Unfortunately, retaliation (including being fired) happens often to employees dealing with domestic violence, says Shannon Rich, director of public policy at the Arizona Coalition to End Sexual Assault and Domestic Violence. And if the statistics are any indication – one in four women and one in seven men experience domestic violence in their lifetime, according to the Centers for Disease Control – then a lot of workers are facing “the choice between getting paid and getting safe,” she says. The needs of people in those circumstances run the gamut, from checking into a shelter to going to court to obtain an order of protection against an abuser.
Beginning July 1, employers must provide earned sick time to deal with mental or physical illness or injury, care of a sick family member, a public health emergency or domestic violence, sexual violence, abuse or stalking. Under the law, employees are guaranteed a minimum of one hour of sick leave per 30 hours worked, up to 40 hours annually if they work at businesses with 15 or more employees or 24 hours at companies with less than 15. According to A Better Balance, a national nonprofit that works to enact pro-worker legislation, Arizona is now one of seven states (and more than 30 localities) that has such a sick leave policy.

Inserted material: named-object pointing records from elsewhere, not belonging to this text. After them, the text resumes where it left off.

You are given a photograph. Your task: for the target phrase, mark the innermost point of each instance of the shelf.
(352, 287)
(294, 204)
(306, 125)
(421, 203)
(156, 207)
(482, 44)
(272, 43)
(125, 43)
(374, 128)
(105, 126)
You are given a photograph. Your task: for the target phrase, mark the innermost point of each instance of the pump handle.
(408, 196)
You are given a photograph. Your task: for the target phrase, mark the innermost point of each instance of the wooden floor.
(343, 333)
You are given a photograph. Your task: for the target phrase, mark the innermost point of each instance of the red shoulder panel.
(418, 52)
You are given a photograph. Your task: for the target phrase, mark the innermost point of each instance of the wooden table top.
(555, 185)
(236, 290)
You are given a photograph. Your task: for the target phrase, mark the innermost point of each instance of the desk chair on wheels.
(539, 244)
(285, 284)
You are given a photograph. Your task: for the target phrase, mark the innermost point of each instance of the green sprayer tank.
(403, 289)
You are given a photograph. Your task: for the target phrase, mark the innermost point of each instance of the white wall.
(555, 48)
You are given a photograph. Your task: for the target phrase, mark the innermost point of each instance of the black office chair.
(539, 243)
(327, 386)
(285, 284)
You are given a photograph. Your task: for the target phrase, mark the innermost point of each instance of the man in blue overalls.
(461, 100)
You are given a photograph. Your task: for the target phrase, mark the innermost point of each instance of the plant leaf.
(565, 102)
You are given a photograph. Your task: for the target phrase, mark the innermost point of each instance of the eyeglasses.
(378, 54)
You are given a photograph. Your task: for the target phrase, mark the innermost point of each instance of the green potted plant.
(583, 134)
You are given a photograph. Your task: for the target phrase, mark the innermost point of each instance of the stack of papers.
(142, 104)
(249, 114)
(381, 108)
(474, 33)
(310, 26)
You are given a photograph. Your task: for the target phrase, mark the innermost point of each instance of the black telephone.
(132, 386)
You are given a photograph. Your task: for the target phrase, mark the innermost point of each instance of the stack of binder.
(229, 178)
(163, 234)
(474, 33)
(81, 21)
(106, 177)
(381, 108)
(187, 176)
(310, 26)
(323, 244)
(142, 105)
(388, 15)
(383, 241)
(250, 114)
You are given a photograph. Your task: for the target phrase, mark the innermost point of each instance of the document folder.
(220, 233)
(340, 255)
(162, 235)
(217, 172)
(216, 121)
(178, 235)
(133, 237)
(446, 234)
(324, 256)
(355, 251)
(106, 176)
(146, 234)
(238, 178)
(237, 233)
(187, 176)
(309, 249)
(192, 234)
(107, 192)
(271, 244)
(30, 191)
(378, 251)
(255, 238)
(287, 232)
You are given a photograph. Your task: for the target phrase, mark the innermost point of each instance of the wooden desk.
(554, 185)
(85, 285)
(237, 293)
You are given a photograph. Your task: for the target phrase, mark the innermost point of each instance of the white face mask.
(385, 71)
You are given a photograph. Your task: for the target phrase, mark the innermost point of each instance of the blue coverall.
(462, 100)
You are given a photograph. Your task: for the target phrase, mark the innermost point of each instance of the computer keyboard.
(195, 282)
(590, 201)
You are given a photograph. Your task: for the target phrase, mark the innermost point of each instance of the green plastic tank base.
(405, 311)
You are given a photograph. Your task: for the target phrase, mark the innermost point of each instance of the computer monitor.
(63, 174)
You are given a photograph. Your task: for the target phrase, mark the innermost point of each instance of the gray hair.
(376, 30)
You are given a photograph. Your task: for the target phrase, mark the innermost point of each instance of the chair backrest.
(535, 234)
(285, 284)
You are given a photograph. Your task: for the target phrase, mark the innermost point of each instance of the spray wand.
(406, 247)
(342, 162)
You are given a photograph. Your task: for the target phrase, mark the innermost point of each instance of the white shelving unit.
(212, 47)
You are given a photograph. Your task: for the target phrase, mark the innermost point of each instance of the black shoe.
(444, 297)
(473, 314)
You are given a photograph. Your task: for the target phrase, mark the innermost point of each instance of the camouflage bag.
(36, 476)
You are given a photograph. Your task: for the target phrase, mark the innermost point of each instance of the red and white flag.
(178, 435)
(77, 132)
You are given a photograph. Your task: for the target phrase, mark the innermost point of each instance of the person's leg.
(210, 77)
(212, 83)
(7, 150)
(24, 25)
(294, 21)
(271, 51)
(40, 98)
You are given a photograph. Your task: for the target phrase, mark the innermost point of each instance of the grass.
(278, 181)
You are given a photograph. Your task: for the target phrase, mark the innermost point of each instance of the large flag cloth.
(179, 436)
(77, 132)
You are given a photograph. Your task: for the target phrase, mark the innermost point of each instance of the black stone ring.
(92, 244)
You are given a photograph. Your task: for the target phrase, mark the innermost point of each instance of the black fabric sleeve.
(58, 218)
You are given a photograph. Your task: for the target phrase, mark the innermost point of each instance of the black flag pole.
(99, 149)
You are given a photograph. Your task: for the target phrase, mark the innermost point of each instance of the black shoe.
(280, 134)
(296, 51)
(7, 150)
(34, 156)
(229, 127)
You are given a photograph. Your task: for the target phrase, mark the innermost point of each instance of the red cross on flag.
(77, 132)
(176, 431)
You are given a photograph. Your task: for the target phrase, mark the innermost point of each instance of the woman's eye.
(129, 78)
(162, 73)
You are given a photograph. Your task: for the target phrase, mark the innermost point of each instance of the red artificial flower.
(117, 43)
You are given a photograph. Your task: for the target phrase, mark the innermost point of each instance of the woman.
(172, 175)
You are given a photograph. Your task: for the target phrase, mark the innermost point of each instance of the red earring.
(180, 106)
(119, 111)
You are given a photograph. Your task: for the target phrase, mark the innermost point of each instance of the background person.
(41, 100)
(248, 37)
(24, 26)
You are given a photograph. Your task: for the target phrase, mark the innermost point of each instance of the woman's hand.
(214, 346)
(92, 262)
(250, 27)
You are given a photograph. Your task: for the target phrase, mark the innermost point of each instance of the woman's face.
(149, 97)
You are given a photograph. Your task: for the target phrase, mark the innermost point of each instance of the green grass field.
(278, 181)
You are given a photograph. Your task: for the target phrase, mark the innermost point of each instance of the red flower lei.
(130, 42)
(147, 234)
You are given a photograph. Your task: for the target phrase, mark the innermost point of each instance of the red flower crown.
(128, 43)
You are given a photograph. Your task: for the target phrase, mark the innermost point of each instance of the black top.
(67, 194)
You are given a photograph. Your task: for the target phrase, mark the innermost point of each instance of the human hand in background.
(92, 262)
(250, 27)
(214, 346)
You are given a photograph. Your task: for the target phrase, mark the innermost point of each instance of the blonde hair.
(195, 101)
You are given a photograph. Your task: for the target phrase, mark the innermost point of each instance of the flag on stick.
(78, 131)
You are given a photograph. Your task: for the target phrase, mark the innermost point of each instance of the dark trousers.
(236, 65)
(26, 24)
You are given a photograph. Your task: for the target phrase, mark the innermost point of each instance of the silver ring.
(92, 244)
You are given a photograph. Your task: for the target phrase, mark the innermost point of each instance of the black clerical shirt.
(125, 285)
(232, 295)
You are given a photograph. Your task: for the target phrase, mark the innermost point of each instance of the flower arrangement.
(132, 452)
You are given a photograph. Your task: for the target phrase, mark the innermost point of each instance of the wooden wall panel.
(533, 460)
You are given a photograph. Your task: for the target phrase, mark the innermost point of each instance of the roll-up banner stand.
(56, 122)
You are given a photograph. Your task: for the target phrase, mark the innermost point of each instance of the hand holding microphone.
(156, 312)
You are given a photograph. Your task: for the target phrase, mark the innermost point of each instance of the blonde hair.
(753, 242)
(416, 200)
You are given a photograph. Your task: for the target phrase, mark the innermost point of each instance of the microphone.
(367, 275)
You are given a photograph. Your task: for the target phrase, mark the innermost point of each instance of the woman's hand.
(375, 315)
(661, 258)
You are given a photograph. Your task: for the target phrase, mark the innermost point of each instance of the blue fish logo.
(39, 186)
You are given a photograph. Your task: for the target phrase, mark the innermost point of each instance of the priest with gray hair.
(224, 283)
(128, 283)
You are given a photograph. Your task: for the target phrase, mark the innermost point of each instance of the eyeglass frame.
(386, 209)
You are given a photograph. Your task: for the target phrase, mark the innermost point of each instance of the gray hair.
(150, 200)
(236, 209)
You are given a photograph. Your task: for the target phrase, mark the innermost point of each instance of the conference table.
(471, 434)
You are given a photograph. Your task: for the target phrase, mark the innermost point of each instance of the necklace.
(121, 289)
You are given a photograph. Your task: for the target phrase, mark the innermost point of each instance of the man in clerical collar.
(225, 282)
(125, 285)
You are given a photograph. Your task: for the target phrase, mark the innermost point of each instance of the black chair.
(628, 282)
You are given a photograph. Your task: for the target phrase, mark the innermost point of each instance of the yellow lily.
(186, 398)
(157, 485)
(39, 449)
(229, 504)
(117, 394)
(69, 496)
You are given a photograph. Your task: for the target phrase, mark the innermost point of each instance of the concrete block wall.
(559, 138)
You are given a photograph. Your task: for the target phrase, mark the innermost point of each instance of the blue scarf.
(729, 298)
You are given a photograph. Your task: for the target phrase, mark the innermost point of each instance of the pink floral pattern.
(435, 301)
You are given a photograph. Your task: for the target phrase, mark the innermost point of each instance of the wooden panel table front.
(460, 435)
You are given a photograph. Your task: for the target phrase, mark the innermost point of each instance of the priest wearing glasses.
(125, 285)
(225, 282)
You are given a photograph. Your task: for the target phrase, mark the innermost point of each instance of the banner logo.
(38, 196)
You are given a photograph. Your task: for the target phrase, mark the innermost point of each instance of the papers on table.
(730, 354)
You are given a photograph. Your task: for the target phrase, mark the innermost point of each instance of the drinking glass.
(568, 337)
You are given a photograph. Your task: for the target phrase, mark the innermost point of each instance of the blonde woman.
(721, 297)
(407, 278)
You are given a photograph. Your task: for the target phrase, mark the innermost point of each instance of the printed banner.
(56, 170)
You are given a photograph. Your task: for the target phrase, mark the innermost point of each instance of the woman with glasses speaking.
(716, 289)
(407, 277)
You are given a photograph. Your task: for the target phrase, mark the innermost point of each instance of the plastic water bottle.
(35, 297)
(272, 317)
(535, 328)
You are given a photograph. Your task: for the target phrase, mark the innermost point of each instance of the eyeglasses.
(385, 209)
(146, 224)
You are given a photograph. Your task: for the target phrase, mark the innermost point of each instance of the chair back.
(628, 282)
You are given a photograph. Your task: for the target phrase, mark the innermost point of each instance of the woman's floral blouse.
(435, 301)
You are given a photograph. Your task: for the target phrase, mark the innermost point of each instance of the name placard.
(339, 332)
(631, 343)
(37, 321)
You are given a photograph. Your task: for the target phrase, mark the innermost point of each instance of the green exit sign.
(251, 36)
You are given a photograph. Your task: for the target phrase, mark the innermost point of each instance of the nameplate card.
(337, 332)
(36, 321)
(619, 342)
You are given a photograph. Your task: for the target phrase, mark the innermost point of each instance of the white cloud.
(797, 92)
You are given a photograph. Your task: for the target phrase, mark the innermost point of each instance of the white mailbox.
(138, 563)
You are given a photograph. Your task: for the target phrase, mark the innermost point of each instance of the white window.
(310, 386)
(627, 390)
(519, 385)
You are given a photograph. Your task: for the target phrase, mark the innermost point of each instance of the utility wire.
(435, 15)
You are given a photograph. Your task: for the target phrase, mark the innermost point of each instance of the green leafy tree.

Prop 206 supporter and Tempe City Councilmember Lauren Kuby says while “there are definitely costs” associated with paid leave, the “sense of Armageddon” projected by the naysayers is overblown. There’s a presumption, she says, “that somehow the business will explode and close down because there’s a humane workplace… [but the employee] is more likely to stay if they’re appreciative and grateful to their employer.”
Stephanie Vasquez, who owns Fair Trade Café in Downtown Phoenix, says “it’s a perspective thing.” Rather than “focusing on my bottom line, I choose to look at it as [my employees] are human beings... If I was in one of those situations, I would hope that an employer would help protect me.”
But this contention begs the question: Just how involved should employers be in their employees’ personal matters? Whether it’s a stomach bug or worse, “people are uncomfortable talking about why they need time off work,” says Marcy Karin, a law professor at the University of the District of Columbia and former director of Arizona State University’s Work-Life Law and Policy Clinic. So often domestic and sexual violence is seen as “a personal issue,” Karin says, but to ensure workers’ safety, employers should establish a more open dialogue.
Edgar Olivo, president of Phoenix-based Compass Career and Business Solutions, suggests drafting a more inclusive employee manual with a fully fleshed-out paid time off policy. There are myriad web resources to help with this, such as model workplace policies from national resource center Workplaces Respond to Domestic & Sexual Violence. Invest in your employees, Olivo says, “and they’ll invest in you.”